I think conception/expression mismatches - creative errors - often result from egotism. You want to be 'you' but there's no such thing, so you corrupt your actions to correspond to an imaginary state of being. Isn't that comforting. Or, with less generalizing and more metaphorizing: you're saying 'sink or swim' but I'm worrying about whether I'll dissolve in water, y'know?
(I'm biting my nails right now. Shameful. Did I mention I've been wearing a rubber band around my right wrist? I snap it when I catch myself, but I don't always catch myself.)
Well, but to respond to this from Chatty...
As I said before, it turns out that some people have a really hard time coming up with an idea. Several more have an even harder time making something tangible with an idea when it finally manifests itself. The creative process has several mental blocks that get in the way between idea and final product. I think this is effectively so in the geek mind...

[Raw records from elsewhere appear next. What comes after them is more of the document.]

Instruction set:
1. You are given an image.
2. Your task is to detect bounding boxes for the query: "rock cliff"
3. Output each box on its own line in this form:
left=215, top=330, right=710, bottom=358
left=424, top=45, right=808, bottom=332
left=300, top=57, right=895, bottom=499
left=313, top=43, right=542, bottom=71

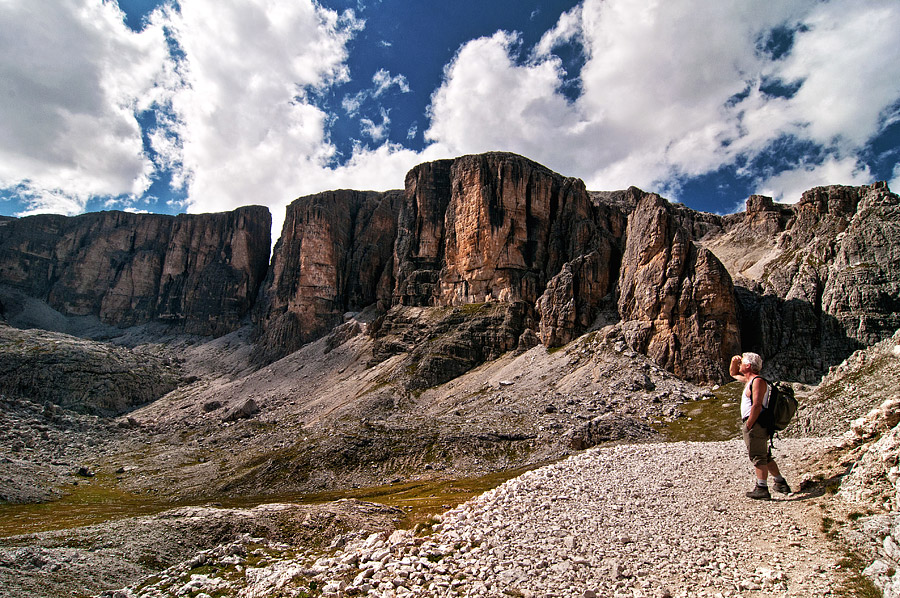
left=0, top=206, right=271, bottom=335
left=619, top=194, right=740, bottom=382
left=703, top=183, right=900, bottom=382
left=254, top=191, right=400, bottom=362
left=0, top=152, right=900, bottom=390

...I think we seem to have a hard time coming up with ideas because we have opinions about our ideas, or rather about our 'selves.' We imagine the Other judging us and let ourselves get bound up by the need to correspond to an ideal. 'I can not write this story about a wizard because I have not exhaustively worked out how this school of conjuration would function.' We've imposed a precondition on experience - a category. A new subproblem. How do you know that a subproblem is part of the problem you're trying to tackle? You know it when you encounter the subproblem in the context of solving the problem. When you directly experience it. The rest is egocentric fiction. Chatty cites these 'mental blocks':
- The Right Answer
- That’s Not Logical
- Follow the Rules
- Being Practical
- To Err is Wrong
- I’m not Creative
Every one of these is a version of, as Milch(!) would say, 'imputing motivations to some postulated Other.' We don't know what's in the hearts of other humans, and mistake the desire to know for a need, so we sink into despair, which is: 'I'll never be loved.' As if making and giving and feeling love were somehow different categories of experience; as if love were a disease to be passed rather than song to be sung; as if 'being loved' could possibly consist of anything other than shutting the fuck up and loving someone else.
Did this answer even a single question? Stop defending yourself; that battle is over. I'm trying to find the vocabulary of I love you, Reader(s). You win some you lose some. The 'be true to your school' part was at least funny though, right? Of course right!